その対価として、日本全土に展開可能な傀儡操術を用いて、阿部にとっての魅力的な「いい男」の居場所を提供する。
また、与幸吉は阿部と取引をすると同時に、羂索を中心とする呪霊側にも阿部が約束を守らなかった際の保険として、取引を持ち掛けていた。しかし、阿部が約束を守り、与幸吉に健康的な肉体を提供したため、呪霊側との取引は必要なくなった。
京都校の同級生にとって危険な呪霊側を排除しつつ、自分の所業を隠すための手段として、与幸吉は超小型の傀儡を展開し、呪霊側が活動している際の位置情報を追跡、リアルタイムで阿部に共有することを選んだ。
その結果、呪霊・呪詛師側が、国外から天内理子と黒井美里を拉致し、夏油傑をおびき出すために待機していたビルに阿部高和が襲撃、小物とみなしていた一人の青年により計画が瓦解するという、呪霊・呪詛師側にとっては悪夢のようなできごとが発生した。

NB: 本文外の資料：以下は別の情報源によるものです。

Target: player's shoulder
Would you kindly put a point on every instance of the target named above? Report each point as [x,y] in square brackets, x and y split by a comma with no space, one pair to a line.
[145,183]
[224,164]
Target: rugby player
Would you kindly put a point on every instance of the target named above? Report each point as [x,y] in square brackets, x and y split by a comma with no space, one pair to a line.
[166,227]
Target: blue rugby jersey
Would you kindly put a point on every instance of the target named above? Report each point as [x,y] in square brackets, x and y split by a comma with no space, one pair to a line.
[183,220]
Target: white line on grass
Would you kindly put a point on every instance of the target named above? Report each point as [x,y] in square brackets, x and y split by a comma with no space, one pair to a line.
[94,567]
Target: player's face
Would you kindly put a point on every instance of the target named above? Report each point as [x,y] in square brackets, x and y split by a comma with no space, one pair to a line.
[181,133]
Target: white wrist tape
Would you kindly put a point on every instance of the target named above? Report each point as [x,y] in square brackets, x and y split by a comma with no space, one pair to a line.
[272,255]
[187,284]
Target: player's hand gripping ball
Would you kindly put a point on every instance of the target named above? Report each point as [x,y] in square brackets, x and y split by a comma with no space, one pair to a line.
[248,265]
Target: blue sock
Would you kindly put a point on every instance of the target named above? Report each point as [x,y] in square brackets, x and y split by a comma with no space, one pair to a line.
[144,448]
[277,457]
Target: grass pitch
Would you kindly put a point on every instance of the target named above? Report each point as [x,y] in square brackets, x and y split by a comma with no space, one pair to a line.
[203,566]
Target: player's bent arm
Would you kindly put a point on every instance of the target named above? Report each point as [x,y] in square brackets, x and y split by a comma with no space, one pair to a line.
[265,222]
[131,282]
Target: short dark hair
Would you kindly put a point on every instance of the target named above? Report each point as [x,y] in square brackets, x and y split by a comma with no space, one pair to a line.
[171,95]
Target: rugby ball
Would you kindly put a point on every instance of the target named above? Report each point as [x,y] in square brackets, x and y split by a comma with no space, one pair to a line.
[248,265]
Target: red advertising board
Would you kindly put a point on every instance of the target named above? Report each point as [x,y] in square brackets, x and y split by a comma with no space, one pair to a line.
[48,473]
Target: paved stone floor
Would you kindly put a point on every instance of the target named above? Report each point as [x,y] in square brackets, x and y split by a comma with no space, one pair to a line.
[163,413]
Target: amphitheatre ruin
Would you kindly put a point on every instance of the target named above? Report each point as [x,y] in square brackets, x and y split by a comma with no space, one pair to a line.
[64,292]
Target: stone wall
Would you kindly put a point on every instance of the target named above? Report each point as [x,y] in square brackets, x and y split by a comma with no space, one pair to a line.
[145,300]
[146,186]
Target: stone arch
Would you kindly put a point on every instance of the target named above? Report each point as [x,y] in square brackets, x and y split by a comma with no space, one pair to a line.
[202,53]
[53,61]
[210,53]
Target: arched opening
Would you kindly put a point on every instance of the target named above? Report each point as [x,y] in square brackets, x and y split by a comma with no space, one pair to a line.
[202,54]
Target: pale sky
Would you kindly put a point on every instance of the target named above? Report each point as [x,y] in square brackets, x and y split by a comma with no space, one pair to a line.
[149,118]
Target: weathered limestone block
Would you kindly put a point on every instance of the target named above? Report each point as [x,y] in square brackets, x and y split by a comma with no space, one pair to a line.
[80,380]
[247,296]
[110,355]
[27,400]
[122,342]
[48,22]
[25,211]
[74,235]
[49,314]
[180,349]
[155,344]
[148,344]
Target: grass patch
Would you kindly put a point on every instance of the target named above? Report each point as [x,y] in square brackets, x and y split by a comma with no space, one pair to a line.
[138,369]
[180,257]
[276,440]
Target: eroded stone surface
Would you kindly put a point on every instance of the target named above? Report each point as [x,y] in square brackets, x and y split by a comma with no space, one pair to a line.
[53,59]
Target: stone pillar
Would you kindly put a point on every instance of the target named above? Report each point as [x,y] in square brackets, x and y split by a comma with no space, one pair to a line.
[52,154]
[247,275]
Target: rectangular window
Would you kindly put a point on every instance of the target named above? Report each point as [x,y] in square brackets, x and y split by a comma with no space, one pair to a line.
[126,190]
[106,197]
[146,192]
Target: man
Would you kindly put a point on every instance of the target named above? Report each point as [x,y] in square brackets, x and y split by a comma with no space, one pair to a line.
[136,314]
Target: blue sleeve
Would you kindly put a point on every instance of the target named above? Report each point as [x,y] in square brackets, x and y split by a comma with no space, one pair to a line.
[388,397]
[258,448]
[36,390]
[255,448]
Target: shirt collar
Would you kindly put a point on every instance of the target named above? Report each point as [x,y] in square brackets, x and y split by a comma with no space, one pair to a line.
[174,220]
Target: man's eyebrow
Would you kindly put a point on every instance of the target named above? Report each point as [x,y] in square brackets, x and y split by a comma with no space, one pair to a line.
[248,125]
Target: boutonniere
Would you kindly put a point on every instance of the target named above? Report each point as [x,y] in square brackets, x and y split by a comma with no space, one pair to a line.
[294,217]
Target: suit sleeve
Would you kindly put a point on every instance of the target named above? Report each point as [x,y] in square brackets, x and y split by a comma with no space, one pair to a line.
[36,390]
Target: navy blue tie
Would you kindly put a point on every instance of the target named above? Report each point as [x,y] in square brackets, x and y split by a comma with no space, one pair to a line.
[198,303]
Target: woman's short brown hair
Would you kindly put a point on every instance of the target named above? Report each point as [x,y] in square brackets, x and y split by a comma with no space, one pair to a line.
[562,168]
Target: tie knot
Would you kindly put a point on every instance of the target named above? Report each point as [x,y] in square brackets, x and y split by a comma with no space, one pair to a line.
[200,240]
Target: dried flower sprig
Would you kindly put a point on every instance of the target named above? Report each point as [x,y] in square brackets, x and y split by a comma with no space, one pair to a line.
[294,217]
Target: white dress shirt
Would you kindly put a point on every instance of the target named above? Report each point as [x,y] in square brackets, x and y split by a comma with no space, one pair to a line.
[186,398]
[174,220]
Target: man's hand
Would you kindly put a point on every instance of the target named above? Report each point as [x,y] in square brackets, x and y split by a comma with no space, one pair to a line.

「うほ、いい男ばっかりじゃないの。とことん楽しませてやるからな。領域展開【くそみそテクニック】」
襲撃した阿部高和が領域を展開した瞬間、世界が一変した。
公園の公衆トイレにベンチ。そこに阿部高和が約20年近く掘り続け、ガチホモに目覚めた被害者たちが見渡す限り集結していた。
阿部高和の領域展開【くそみそテクニック】。それは阿部に掘られたことにより、ガチホモに目覚めた人間、呪霊を阿部と同水準の能力を持たせ、一時的に召喚するハッテン場構築能力である。そして、有効範囲は阿部が指定した範囲にほぼ無限に拡大可能であるため、場所さえ特定できれば、即展開可能といる利点がある。
この領域展開の恐ろしい部分は阿部が掘れば、掘るほど人数が増え、全員が阿部と同じスペックで召喚されることである。
「儂に触れるな!な、なんだこれは、身体が動かん」
漏瑚は既にガチの虜だ
「待て、私に穴などない。擦り付けるな!」
陀艮は既にガチの虜だ。
くそみそテクニックの有効範囲の拡大に伴い、周辺で待機していた呪霊・呪詛師たちが虜になり、公衆トイレに向かって列を作って歩いていく。顔は引き攣り、嫌だと懸命に拒否しているものの、徐々に公衆トイレに引っ張られていく。領域内にアッーという悲鳴が鳴り響く。
「私はなんともありませんが、本体がいるであろう公衆トイレに近づけません。一体どうすれば」
花御は精神が女性よりだったため、被害は待逃れたものの、何もできず、右往左往するしかない。木の根で公衆トイレ付近を覆ってもガチホモに壊させれ、被害を少しでも減らそうと足場を作り、上空に数名逃がしても、ガチホモに追いつかれる。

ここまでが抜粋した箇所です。